Saí de um calor de quase 30°C direto pra uns 15°C (que nem mesmo o povo daqui esperava), quase sem roupas de frio. Ainda bem que Aninha tinha umas coisas para emprestar aqui. Viva as meias fio 80 e os casacos de lã. Mas agora o sol já saiu e a gente já usa umas camisetinhas marotas pela cidade.

Agora preguiça.
Mandem notícias, que eu leio (só demoro a responder).

PS.: Nunca tinha visto tanto chinês ao vivo, haha. Acho que metade da comunidade sino-brasileira mora aqui.

ouvindo: Un dernier verre (pour la route), Beirut.
lendo: Felicidade Clandestina, Clarice Lispector.

Dos dois dias de intervalo

Cheguei de João Pessoa há umas horas, não quero falar sobre desempenho de vestibular por enquanto. Nem peguei gabarito nem nada, então espero que eles publiquem as provas pra eu me situar. Ou não, e ficar na expectativa do resultado da 1ª fase.

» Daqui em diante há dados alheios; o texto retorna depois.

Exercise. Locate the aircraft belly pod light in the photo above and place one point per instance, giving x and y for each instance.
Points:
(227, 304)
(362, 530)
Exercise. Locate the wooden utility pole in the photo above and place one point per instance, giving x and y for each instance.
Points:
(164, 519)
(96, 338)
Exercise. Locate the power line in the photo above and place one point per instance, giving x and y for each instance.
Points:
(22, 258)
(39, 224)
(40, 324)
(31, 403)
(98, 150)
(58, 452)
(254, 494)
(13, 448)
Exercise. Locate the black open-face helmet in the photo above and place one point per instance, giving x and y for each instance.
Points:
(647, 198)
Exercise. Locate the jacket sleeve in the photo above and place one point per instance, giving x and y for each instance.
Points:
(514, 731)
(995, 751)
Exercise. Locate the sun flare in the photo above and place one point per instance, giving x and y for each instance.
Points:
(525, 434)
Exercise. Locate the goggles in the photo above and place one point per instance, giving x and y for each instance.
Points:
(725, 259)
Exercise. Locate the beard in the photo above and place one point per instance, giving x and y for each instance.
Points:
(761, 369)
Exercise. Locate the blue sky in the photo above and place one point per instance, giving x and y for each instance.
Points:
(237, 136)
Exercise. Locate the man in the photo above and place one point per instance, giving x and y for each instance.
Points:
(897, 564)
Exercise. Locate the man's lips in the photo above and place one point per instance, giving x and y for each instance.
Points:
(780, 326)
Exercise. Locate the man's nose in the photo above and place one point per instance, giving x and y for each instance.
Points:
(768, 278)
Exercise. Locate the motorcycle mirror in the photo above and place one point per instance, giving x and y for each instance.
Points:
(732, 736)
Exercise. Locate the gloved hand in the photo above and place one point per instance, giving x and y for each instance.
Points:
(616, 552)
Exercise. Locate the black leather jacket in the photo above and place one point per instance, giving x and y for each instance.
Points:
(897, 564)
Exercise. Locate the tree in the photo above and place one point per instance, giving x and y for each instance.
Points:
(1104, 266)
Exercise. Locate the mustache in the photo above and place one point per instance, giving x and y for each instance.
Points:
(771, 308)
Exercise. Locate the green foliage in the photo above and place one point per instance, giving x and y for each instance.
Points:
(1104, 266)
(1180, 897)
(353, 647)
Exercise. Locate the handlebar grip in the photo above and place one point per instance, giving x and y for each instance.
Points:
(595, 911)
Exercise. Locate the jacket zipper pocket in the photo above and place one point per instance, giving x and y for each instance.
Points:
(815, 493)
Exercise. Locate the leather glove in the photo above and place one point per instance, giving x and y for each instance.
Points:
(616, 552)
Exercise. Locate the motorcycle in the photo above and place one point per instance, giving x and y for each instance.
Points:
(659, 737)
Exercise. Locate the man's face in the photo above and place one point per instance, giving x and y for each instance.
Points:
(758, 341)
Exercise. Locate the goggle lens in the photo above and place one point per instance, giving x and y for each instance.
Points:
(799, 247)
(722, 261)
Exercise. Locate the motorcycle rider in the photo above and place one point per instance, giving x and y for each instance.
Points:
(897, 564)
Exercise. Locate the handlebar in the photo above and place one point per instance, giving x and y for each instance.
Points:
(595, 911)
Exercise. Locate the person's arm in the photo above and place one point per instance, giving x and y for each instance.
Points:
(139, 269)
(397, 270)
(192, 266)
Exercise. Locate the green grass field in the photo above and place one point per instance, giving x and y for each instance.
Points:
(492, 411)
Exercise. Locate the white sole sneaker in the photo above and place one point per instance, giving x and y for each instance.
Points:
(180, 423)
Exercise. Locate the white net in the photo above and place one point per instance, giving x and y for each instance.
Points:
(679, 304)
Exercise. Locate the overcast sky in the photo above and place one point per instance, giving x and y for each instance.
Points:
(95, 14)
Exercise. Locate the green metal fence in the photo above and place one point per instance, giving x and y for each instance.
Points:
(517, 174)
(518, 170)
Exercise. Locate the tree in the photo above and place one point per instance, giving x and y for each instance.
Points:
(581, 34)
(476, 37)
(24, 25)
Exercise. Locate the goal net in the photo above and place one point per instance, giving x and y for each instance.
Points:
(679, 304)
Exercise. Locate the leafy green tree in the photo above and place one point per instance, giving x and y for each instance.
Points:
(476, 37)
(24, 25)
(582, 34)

Tenho milhares de coisas para fazer, mas prefiro ficar sem fazer nada por um tempo. Tá chovendo bem forte e eu estou indo dormir, mas amanhã? Dia comprido. Aula? Nem sei ainda. Tenho mesmo é que desarrumar a mala, colocar roupas para lavar, cuidar desse corte inflamado no dedo, passar na casa de Ju, falar com a mãe de Aninha, cortar o cabelo (só aparar as pontas ou aloprar no channel?), pintar de novo (continuar com o cabelo ruivo sensação que desbota ou voltar às origens que não dão trabalho?). E então arrumar mala de novo e fazer as unhas e esperar e ter dor de estômago e fazer vestibular de novo, dessa vez com mais vontade e mais agonia, muito possivelmente.

Aiai.

ouvindo: Lions, Jonquil.

Do dia de finados

Acabou que no fim das contas eu não viajei pra casa da minha avó e fiquei praticamente sozinha em casa durante 4 dias, por causa de umas trocentas aulas que inventaram de encaixar durante esses dias e foi incrível como os dias passaram tranqüilos, lentos, calada todo o tempo, exceto nos bons dias pra empregada, dormindo, jogando The Sims (os Benoît tiveram uma filhinha que não gosta de estudar, que decepção), tentando acertar a receita de bolo da moça, vendo filme e pensando no dia em que vou passar el día de muertos só de cara-caramba-cara-caraô numa super festa colorida no México, comendo calaveritas de azúcar.

ouvindo: Standing in the way of control, The Gossip.